Hyaluronic acid (HA) is an important high-molecular weight biopolymer that plays critical roles in lubricating connective tissues of the musculo-skeletal system and in skin repair. As a long glycosaminoglycan with non-immunogenic and non-toxic attributes as well as excellent moisture-retention and viscoelastic properties, HA is used in products ranging from viscosupplements that are injected into the knee joints of patients with osteoarthritis, to injectable dermal fillers in cosmetic procedures, to skin moisturizers and dietary supplements. With such broad relevance across the healthcare, cosmetic and food industries, it is unsurprising that the market for industrially-produced HA is estimated at over $7 billion, with demand for this biocompatible molecule expected to exceed $15 billion by 2025.
HA was originally extracted from rooster combs, but due to high production costs and health concerns associated with animal-derived HA, focus shifted to generating HA via microbial fermentation of group C streptococci. However, Streptococcus sp. are pathogenic and do not meet the Generally Recognized as Safe (GRAS) designation for organisms by the United States Food and Drug Administration (U.S. FDA). Concerns that HA produced by streptococcal fermentation may contain bacterial exotoxins motivated the use an alternative non-pathogenic bacterial strain, Bacillus subtilis, to industrially produce HA. B. subtilis is a robust, gram-positive bacteria that possesses GRAS status, favoring them for use in the industrial production of biological products like proteins and biopolymers. Importantly, Westbrook et al. (2018) developed a way to increase HA production in B. subtilis by using CRISPRi to strategically downregulate the expression of two metabolic enzymes, pfkA and zwf. Both these enzymes play roles in funneling carbon into the glycolysis, cell wall synthesis, and pentose phosphate pathways. By reducing the expression of these enzymes, carbon passage was redirected toward HA biosynthesis, doubling the amount of HA produced compared to the control strain.

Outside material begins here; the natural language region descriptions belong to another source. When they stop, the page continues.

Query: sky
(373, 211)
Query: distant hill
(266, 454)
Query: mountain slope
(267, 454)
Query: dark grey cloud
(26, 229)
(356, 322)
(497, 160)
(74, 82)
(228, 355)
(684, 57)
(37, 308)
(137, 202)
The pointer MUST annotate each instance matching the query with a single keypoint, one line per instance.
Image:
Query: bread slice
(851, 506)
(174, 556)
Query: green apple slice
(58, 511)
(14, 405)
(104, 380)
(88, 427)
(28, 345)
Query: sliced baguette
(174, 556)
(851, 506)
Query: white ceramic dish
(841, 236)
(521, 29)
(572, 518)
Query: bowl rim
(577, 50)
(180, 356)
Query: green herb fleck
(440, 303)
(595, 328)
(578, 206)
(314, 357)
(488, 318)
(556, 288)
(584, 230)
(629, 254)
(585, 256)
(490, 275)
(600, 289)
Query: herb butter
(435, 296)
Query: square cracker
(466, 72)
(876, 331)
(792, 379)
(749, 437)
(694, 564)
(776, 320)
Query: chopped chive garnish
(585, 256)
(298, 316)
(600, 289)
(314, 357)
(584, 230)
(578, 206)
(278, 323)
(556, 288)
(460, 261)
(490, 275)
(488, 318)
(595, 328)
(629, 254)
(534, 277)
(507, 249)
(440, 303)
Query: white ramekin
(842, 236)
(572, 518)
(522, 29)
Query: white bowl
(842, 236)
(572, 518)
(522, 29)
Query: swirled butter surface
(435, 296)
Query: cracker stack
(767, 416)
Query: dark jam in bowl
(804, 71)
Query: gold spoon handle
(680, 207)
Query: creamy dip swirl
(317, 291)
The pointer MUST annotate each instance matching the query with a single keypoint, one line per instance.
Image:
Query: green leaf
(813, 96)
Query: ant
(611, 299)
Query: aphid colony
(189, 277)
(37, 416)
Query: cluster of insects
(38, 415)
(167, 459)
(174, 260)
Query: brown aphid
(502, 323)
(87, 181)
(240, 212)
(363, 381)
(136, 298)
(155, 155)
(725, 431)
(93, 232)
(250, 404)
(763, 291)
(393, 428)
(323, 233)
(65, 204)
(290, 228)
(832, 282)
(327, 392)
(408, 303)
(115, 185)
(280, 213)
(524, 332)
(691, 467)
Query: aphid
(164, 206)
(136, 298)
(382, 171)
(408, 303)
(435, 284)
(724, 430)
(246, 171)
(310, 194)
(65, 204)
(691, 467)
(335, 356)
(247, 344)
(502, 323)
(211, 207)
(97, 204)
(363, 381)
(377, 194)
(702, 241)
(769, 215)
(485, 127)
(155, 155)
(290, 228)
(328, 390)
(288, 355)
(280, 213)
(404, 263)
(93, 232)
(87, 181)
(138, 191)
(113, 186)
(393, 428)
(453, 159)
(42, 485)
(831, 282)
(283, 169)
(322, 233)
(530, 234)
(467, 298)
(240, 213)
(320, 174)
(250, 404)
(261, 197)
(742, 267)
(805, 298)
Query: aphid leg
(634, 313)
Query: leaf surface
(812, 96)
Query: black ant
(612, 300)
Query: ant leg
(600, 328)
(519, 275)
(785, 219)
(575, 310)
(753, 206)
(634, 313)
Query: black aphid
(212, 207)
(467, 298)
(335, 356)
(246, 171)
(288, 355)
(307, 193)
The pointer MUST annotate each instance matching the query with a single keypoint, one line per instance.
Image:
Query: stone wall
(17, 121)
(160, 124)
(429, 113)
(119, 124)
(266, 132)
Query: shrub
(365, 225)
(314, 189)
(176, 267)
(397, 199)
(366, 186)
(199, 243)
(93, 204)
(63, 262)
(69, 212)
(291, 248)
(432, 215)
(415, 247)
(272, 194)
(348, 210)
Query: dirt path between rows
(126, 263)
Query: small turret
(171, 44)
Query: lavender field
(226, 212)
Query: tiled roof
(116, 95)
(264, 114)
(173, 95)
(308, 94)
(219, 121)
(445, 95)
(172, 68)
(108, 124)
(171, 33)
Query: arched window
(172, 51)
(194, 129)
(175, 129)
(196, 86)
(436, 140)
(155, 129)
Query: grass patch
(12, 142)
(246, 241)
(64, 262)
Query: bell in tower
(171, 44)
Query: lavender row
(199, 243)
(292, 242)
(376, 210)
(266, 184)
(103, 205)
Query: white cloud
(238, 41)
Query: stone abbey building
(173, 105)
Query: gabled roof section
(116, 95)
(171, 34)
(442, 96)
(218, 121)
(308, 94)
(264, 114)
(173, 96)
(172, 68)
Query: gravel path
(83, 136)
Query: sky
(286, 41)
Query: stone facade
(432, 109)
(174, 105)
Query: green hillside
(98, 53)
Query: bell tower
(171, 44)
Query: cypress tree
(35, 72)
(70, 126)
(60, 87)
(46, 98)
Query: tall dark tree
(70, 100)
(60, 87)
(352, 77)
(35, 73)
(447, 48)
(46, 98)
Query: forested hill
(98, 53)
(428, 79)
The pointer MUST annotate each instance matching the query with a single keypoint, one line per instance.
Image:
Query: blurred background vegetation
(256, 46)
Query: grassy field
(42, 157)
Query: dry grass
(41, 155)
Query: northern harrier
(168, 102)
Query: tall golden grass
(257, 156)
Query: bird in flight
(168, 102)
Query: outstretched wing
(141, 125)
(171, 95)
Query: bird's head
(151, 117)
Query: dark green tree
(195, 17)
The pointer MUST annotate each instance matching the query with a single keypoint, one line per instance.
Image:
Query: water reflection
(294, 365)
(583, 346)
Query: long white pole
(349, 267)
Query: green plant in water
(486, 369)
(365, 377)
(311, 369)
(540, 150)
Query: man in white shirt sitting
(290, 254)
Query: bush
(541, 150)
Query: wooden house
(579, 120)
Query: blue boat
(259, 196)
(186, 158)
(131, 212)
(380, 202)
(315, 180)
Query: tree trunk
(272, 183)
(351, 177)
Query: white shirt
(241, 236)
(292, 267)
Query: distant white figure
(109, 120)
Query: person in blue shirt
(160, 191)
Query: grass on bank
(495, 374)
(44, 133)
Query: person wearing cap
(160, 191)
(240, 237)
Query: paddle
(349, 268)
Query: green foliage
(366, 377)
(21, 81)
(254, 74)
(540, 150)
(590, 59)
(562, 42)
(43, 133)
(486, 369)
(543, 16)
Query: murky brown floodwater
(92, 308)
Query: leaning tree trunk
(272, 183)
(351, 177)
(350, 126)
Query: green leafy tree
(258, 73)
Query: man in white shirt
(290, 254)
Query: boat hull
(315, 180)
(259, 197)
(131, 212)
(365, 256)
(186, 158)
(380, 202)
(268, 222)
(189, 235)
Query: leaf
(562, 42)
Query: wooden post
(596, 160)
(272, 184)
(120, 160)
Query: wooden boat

Being able to genetically manipulate B. subtilis to increase heterologous HA production is an exciting development, especially as demand for HA continues to increase. This study also highlights the versatile, cost-effective, high-yielding nature of B. subtilis expression, and how advancements in genetic engineering have made B. subtilis more amenable to the production of a wider variety proteins.
Interested in giving protein expression in B. subtilis a try? GenScript now offers a new option for customized protein expression in B. subtilis. Let GenScript’s experts work with you to achieve your desired protein expression goal. Click here to learn more!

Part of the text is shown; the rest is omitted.